Even some Hollywood figures on the left caution against seeing everything through a dystopian lens. “First law of Trumpodynamics — every action is met with a very not-equal overreaction, thus throwing off our ability to know when shit is actually getting real,” Jon Stewart noted on The Daily Show on Jan. 27, arguing for calmer, more customized responses. 

Point well taken, Jon. But let’s just hope there’s a robust media left when it does. 

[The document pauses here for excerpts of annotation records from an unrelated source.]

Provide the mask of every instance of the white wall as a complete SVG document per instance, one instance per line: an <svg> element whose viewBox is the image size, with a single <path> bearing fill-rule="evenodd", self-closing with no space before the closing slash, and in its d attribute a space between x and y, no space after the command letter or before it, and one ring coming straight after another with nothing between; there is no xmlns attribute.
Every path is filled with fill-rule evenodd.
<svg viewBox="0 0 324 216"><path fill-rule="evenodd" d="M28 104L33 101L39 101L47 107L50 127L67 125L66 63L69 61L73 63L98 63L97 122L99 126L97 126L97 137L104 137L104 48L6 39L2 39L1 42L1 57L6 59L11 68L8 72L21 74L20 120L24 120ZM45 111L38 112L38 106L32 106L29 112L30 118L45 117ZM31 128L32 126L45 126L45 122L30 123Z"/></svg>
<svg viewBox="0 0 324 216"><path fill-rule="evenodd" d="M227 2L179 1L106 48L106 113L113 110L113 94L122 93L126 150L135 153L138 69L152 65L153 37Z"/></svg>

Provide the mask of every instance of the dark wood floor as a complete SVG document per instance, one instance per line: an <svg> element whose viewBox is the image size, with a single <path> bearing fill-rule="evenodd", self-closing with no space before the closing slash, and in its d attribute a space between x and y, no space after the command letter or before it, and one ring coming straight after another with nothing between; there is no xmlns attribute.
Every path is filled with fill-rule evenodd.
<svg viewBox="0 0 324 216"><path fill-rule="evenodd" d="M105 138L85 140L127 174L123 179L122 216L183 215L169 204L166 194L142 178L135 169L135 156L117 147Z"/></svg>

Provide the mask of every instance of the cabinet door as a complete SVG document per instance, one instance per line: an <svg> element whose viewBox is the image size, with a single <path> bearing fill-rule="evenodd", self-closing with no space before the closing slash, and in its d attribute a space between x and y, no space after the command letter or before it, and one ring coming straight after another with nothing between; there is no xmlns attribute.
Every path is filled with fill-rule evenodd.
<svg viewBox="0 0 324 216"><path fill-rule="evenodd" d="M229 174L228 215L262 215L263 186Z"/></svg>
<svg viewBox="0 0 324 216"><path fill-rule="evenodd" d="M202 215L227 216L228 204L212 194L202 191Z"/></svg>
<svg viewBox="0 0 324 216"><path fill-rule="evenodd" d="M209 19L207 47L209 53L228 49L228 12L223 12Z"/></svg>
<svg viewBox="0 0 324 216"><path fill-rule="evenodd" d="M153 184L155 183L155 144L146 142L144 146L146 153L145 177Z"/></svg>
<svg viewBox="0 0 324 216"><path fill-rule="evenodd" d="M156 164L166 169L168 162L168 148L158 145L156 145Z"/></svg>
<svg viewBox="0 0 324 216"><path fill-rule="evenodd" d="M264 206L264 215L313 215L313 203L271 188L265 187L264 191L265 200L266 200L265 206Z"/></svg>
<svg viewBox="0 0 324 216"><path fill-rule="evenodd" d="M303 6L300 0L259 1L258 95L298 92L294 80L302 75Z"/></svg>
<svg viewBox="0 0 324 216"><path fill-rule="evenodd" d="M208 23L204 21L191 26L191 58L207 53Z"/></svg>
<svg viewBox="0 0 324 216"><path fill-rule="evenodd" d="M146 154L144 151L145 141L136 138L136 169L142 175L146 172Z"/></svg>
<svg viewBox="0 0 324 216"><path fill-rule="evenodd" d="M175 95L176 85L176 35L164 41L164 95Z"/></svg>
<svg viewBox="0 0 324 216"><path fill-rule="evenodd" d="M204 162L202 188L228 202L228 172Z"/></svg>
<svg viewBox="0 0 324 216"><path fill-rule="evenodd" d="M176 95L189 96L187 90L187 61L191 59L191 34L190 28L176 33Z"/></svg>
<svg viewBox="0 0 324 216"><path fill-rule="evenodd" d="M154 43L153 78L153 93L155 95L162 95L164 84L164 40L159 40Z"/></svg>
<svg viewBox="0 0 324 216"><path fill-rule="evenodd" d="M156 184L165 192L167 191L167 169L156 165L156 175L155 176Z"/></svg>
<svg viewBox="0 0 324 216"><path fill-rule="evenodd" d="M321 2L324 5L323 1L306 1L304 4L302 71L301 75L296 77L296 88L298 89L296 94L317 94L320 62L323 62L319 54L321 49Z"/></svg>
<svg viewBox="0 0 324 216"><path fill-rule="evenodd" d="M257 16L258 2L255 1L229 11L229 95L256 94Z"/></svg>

Brian Roberts, Shari Redstone, Bob Iger, David Zaslav, Ted Sarandos, Sam Altman, Jeff Bezos, Mark Zuckerberg, Rupert Murdoch and Elon Musk Illustration by Chris Philpot; Stephane Cardinale/Corbis/Getty Images; Stefanie Keenan/ Getty Images; Frazer Harrison/Getty Images; Rodin Eckenroth/Getty Images; Joe Scarnici/Getty Images; Tomohiro Ohsumi/Getty Images; Ricky Carioti – Pool/Getty Images; Kevin Lamarque – Pool/Getty Images; Chip Somodevilla/Getty Images; Christopher Furlong/Getty Images

That Great Suck-Upping Sound

Some media moguls have practically given themselves hernias genuflecting to Donald Trump. THR looks at who’s bowing the most.

Brian Roberts

The only mogul left standing fully erect, NBC remains a bastion of anti-Trumpism (Rachel Maddow is back on the air five nights a week!).

Shari Redstone

Trying to smooth passage of a Paramount sale, she’s been contemplating an unprecedented settlement in Trump’s suit against 60 Minutes.

Bob Iger

Though he’s battled Republicans like Ron DeSantis, the Disney chief has shown deference to Trump, settling a lawsuit against ABC and giving Trump airtime on ESPN.

David Zaslav

The Warner Bros. Discovery chief is overseeing CNN’s rightward pitch, as Trump critic Jim Acosta is shown the door, while Zas himself has befriended Elon Musk.

Ted Sarandos

The Netflix CEO has not fallen in line like some of his tech-bro brethren, but a visit to Mar-a-Lago sets him apart from his Hollywood power siblings.

Sam Altman

The OpenAI mogul says he’s been wrong about Trump and now believes he’ll be “incredible for the country in many ways” as Altman joins the inauguration-donation bandwagon.

Jeff Bezos

Bezos exerted pressure on The Washington Post’s editorial pages, killed a cartoon unflattering to Trump (and himself) and paid $40 million for a Melania doc.

Mark Zuckerberg

Zuck called Trump surviving the assassination attempt “badass,” removed Meta fact-checking in a sop to the president and was a fixture at the inauguration.

Rupert Murdoch

Murdoch, who visited the Oval Office in early February, has been all in, turning Fox into a Trump media arm. Former Fox star Pete Hegseth is now secretary of defense. 

Elon Musk

He went full Trump, advocating heavily for his candidacy through the election, turning X into a MAGA megaphone, and has become a key adviser in the White House.